These are familiar themes of Communist-inspired revolt, but the
Bantenese revolutionaries also delved deep into their past history
to proclaim that the advent of Communist revolt would also lead to
the restoration of the Sultanate of Banten. The Banten region
illustrates strikingly that the movement from "archaic" to modern
forms of political protest is not lineal but dialectical. As Geertz
has perceptively remarked, "there is in such matters no simple
progression from 'traditional' to 'modern,' but a twisting,
spasmodic, unmethodical movement which turns as often toward
repossessing the emotions of the past as disowning them." This
dialectical connection between future, present, and past was
evident not only in the ideology of the two main revolts, but also
in the social composition of the revolutionary leadership.

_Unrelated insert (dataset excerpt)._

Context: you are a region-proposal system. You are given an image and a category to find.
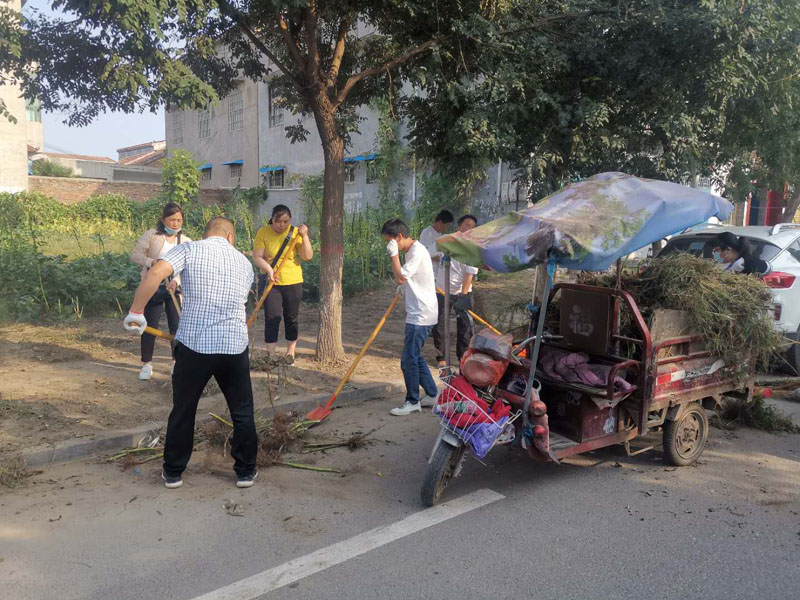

In both
uprisings descendants of the former Sultans of Banten, called
tubagus, and others holding noble titles they had borne from old,
played a prominent role. Indeed one of the very first actions of
the Indonesian Communist Party (PKI) branch in 1925 was to demand
compensation and pensions for all who bore the title tubagus from a
sultanate abolished nearly a century before. They rubbed shoulders
in the revolutionary leadership with other traditional leaders of
peasant revolt, such as the Islamic teachers, the ulama, and the
local men of violence, the jawara, but also with more "modern"
revolutionaries such as artisans, printers, journalists, and trade
unionists. In short, the uncompromising insistence on modernity
that was to be a hallmark of the PKI after 1951 was certainly not a
prominent feature of the movement in the 1920s or in 1945.